Afternoon demo was with Darina and to start with, Jeremy Lee spoke to us for a few minutes, he was absolutely lovely and gave us all a giggle, told us we were obviously deranged wanting to learn to be chefs  - Jeremy is Head Chef at The Blueprint CafĂ© in London which shares a building with the Design Workshop on the Thames, go to http://www.blueprintcafe.co.uk/. And then Claire Ptak spoke to us for a while and did a demo of her fab, fab cakes - Claire owns Violet Cakes, http://www.violetcakes.com/,  a bespoke cake company based in London, she's been selling out of the Broadway Market in the East End for the past 5 years and very recently opened her first shop - she's also just had a book published and was just lovely, basically if you're looking for the best ever cupcake, you go to Violet for one of Claire's, rumour has it she delivers to Buckingham Palace.................
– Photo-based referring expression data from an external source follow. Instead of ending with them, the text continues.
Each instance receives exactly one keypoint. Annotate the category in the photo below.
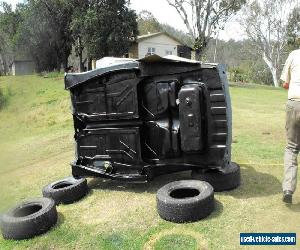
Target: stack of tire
(37, 216)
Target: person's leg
(292, 149)
(290, 167)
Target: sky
(167, 14)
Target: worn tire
(28, 219)
(221, 180)
(66, 191)
(185, 201)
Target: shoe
(287, 196)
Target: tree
(109, 28)
(265, 24)
(147, 23)
(203, 18)
(45, 31)
(77, 27)
(293, 28)
(9, 25)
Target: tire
(185, 201)
(66, 191)
(28, 219)
(225, 179)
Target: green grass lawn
(36, 147)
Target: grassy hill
(36, 147)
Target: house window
(169, 52)
(151, 51)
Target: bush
(2, 99)
(4, 96)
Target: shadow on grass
(218, 210)
(255, 184)
(294, 207)
(60, 219)
(150, 187)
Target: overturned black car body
(138, 119)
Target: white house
(161, 44)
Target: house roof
(144, 37)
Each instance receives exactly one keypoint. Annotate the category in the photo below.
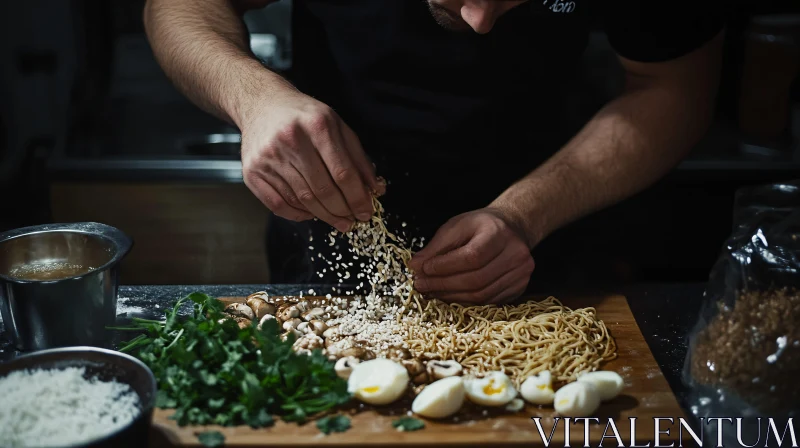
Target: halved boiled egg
(494, 389)
(440, 399)
(378, 381)
(577, 399)
(538, 389)
(608, 384)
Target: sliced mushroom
(240, 310)
(317, 327)
(355, 352)
(265, 319)
(398, 354)
(293, 331)
(312, 314)
(308, 342)
(243, 322)
(292, 324)
(332, 350)
(286, 312)
(260, 294)
(331, 332)
(416, 370)
(260, 306)
(344, 366)
(443, 369)
(331, 342)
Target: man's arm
(633, 141)
(298, 157)
(203, 47)
(484, 255)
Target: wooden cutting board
(646, 395)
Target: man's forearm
(632, 142)
(203, 47)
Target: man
(456, 102)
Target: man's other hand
(476, 257)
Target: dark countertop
(664, 312)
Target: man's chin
(446, 19)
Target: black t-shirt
(463, 110)
(451, 119)
(408, 86)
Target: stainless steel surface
(158, 170)
(58, 313)
(106, 365)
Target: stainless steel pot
(62, 312)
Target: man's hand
(302, 161)
(476, 257)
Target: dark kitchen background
(91, 130)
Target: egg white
(538, 389)
(441, 398)
(577, 400)
(608, 383)
(494, 389)
(378, 381)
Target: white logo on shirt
(561, 6)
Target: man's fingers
(464, 281)
(470, 257)
(449, 236)
(496, 291)
(331, 147)
(315, 173)
(306, 197)
(274, 200)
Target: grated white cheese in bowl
(61, 407)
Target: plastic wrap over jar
(744, 352)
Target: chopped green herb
(211, 438)
(408, 424)
(214, 373)
(335, 423)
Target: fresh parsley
(335, 423)
(408, 424)
(214, 373)
(211, 439)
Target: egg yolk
(489, 389)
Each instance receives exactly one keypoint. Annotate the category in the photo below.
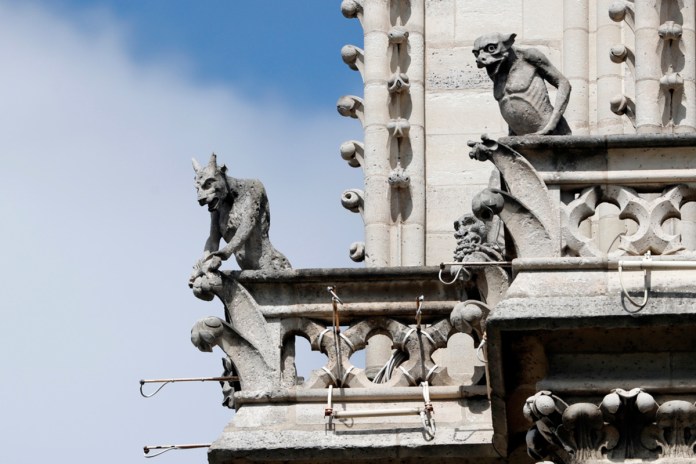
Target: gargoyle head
(211, 183)
(491, 50)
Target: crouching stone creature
(239, 214)
(518, 77)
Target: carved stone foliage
(472, 241)
(626, 426)
(526, 209)
(477, 242)
(650, 215)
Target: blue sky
(102, 106)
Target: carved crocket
(239, 214)
(518, 85)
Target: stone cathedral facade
(526, 297)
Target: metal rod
(377, 413)
(165, 448)
(476, 263)
(192, 379)
(657, 265)
(165, 382)
(349, 395)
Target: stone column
(648, 67)
(576, 60)
(688, 40)
(375, 21)
(609, 76)
(413, 230)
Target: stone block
(542, 20)
(501, 16)
(439, 247)
(453, 201)
(448, 161)
(455, 69)
(439, 22)
(463, 112)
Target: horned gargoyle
(518, 77)
(239, 214)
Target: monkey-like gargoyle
(240, 215)
(518, 85)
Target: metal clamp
(641, 304)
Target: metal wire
(165, 448)
(639, 305)
(165, 382)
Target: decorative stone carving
(649, 214)
(674, 431)
(418, 345)
(630, 412)
(626, 426)
(350, 106)
(472, 241)
(469, 317)
(353, 152)
(475, 243)
(528, 190)
(240, 215)
(572, 434)
(399, 178)
(244, 336)
(518, 85)
(353, 200)
(354, 57)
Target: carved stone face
(211, 184)
(491, 50)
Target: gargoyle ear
(212, 163)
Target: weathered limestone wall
(459, 103)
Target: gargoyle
(518, 85)
(239, 214)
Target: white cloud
(100, 227)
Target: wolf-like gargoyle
(240, 215)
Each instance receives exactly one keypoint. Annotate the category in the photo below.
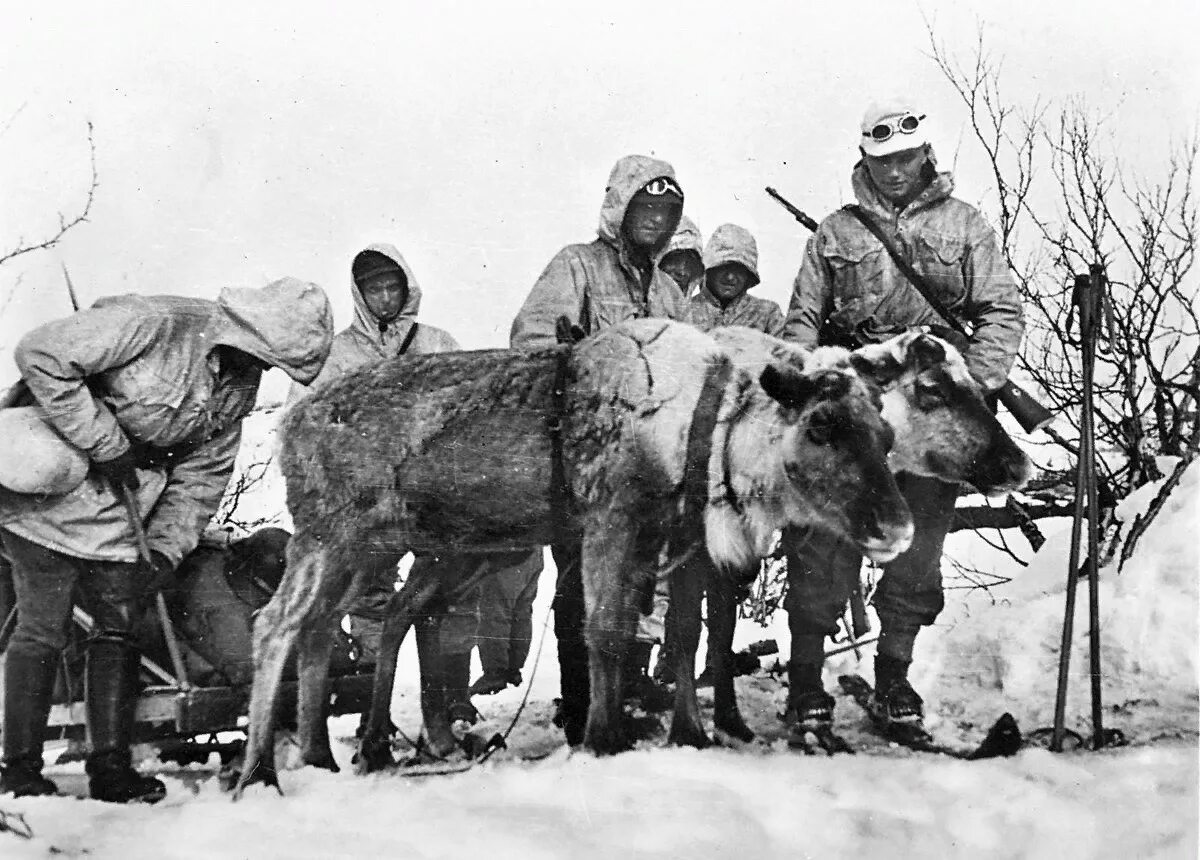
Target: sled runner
(1003, 738)
(196, 657)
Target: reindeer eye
(929, 394)
(821, 428)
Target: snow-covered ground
(994, 651)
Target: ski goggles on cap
(663, 185)
(885, 130)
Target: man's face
(683, 266)
(898, 175)
(384, 294)
(729, 281)
(652, 220)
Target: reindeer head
(942, 424)
(834, 450)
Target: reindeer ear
(786, 385)
(876, 362)
(925, 352)
(832, 385)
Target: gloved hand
(159, 570)
(120, 471)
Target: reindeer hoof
(689, 735)
(323, 759)
(606, 740)
(733, 726)
(373, 755)
(258, 775)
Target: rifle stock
(1020, 403)
(1021, 406)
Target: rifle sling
(906, 269)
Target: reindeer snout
(891, 540)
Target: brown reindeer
(477, 451)
(943, 428)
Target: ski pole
(1089, 300)
(1098, 282)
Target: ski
(1003, 738)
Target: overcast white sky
(239, 144)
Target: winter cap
(891, 126)
(370, 263)
(629, 175)
(732, 244)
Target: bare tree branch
(65, 223)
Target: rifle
(1029, 413)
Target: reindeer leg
(611, 619)
(275, 631)
(723, 615)
(312, 710)
(573, 650)
(403, 608)
(273, 644)
(683, 625)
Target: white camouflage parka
(364, 342)
(597, 286)
(733, 244)
(141, 371)
(850, 278)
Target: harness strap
(700, 450)
(408, 338)
(559, 493)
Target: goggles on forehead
(885, 130)
(663, 185)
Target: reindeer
(619, 444)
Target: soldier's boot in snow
(809, 715)
(894, 702)
(491, 683)
(111, 693)
(456, 675)
(28, 690)
(640, 686)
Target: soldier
(731, 270)
(683, 258)
(850, 292)
(592, 287)
(153, 389)
(387, 301)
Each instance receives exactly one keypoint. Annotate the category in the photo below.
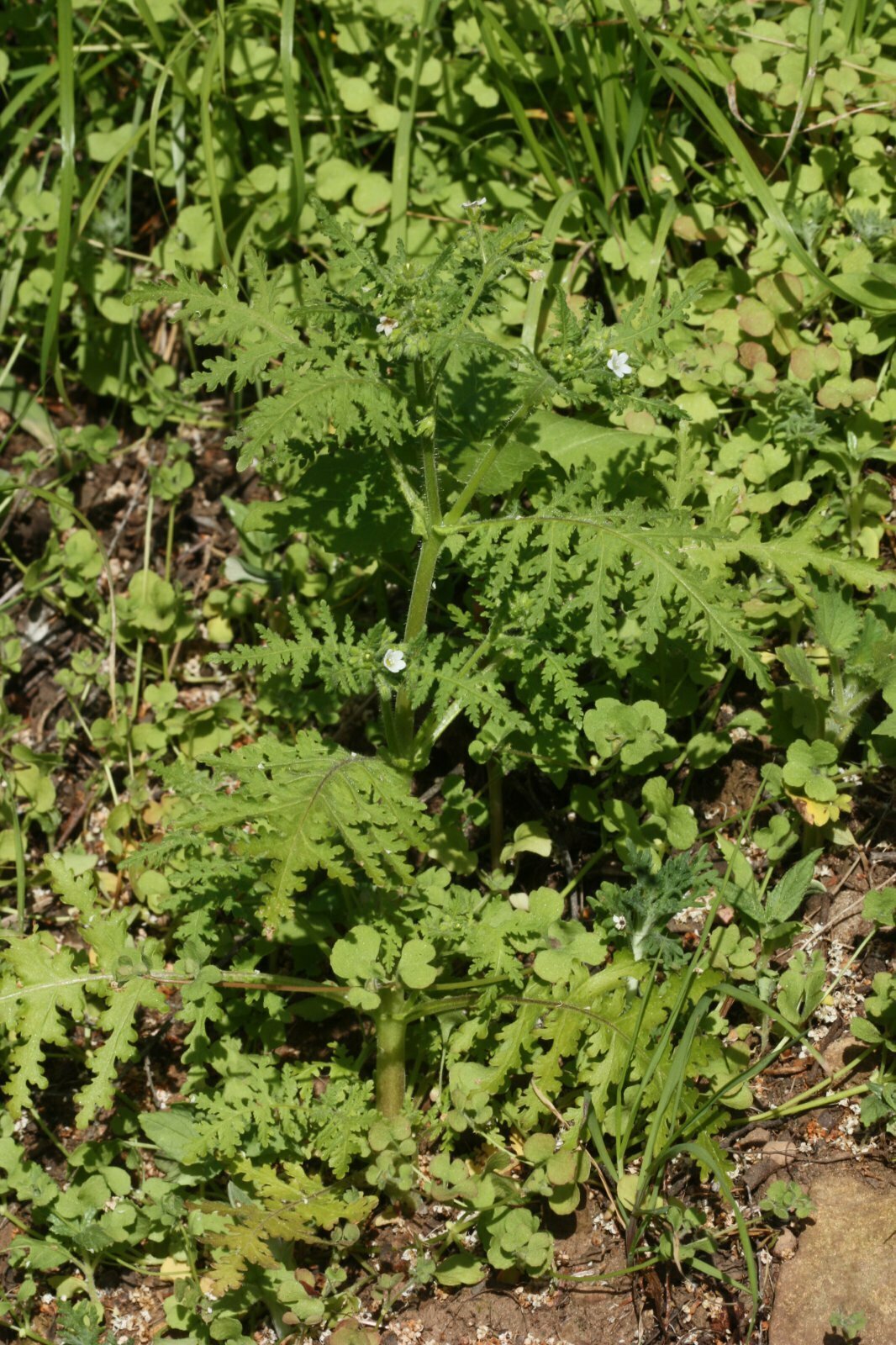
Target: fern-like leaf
(291, 1207)
(300, 809)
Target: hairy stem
(403, 715)
(390, 1053)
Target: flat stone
(845, 1261)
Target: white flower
(618, 363)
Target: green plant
(521, 560)
(788, 1200)
(849, 1327)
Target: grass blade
(66, 58)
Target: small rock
(754, 1138)
(777, 1154)
(845, 918)
(786, 1244)
(835, 1055)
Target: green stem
(490, 455)
(495, 811)
(416, 623)
(390, 1053)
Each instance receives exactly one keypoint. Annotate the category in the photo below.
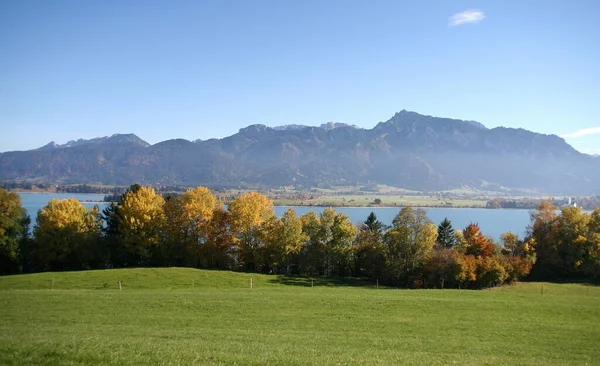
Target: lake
(491, 222)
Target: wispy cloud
(583, 132)
(466, 17)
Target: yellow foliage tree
(188, 221)
(248, 215)
(66, 234)
(13, 222)
(141, 223)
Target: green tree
(67, 236)
(407, 243)
(543, 233)
(373, 224)
(141, 223)
(248, 214)
(284, 243)
(446, 237)
(475, 243)
(13, 231)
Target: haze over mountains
(410, 150)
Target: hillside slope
(409, 150)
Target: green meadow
(176, 316)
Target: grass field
(179, 316)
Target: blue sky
(202, 69)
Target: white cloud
(589, 150)
(467, 16)
(583, 132)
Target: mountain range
(409, 150)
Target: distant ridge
(409, 150)
(114, 139)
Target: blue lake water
(491, 222)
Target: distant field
(353, 200)
(179, 316)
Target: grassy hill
(175, 316)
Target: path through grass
(159, 318)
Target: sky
(205, 69)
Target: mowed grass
(160, 319)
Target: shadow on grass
(322, 281)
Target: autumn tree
(542, 231)
(66, 236)
(330, 239)
(407, 243)
(374, 225)
(13, 231)
(187, 222)
(141, 223)
(446, 237)
(220, 248)
(442, 268)
(475, 243)
(249, 213)
(312, 259)
(369, 252)
(284, 243)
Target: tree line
(195, 229)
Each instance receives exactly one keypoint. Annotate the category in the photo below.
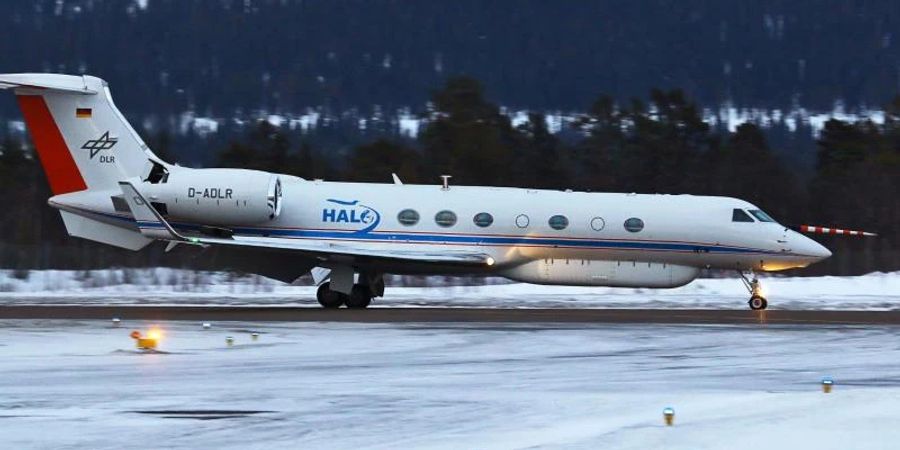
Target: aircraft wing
(153, 225)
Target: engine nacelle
(224, 197)
(578, 272)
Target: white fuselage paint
(681, 235)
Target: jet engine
(220, 197)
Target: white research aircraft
(109, 187)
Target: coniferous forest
(653, 144)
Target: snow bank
(877, 291)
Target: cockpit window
(761, 216)
(738, 215)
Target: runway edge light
(669, 415)
(827, 384)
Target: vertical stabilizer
(82, 139)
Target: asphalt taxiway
(463, 315)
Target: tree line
(655, 145)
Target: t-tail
(81, 138)
(86, 148)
Once that was over, and Claire's cakes had vanished (and by that I mean eaten by all of us with embarrassing speed, couldn't even manage a picture in the scrum) we moved onto the rest of the dishes for the day - duck for the first time, roasted and then also popped into small Chinese pancakes with slivers of cucumber and spring onion and plum sauce, my best, best thing!! Roasted belly of pork, so good but soooooo fattening, I'm going to visit Mrs Pig this weekend just to remind me of what I don't want to look like - a few soups, braised artichokes for the first time too (or fartichokes as I'm afraid they're known, sadly renowned for their flattulence-inducing properties, I was on serving after demo duty this afternoon and it was a difficult sell......)! There were some brilliant spiced aubergines, too good, grilled and then covered in spicy sauce made with tomatoes, fennell, cumin and coriander seeds, garlic, ginger, turmeric and a touch of cayenne pepper, delish! Oh, and a cabbage dish, I know, I know, more flatulence possibilities and cabbage can be so boring, normally overcooked and vile but this was quite funky, done with apples and with red cabbage, neon pink in the end but really quite yum. And lastly for pud, other than the distant memory of Claire's cakes, there was another type of chocolate mousse, lemon posset (basically just lemon, sugar and cream, the guilt) and macaroons which I adore, anything with almonds and I'm your most enthusastic customer.


Week over and I was off to Mrs Walsh's Cottage for crostini, bruschetta and a bucket of wine, lovely!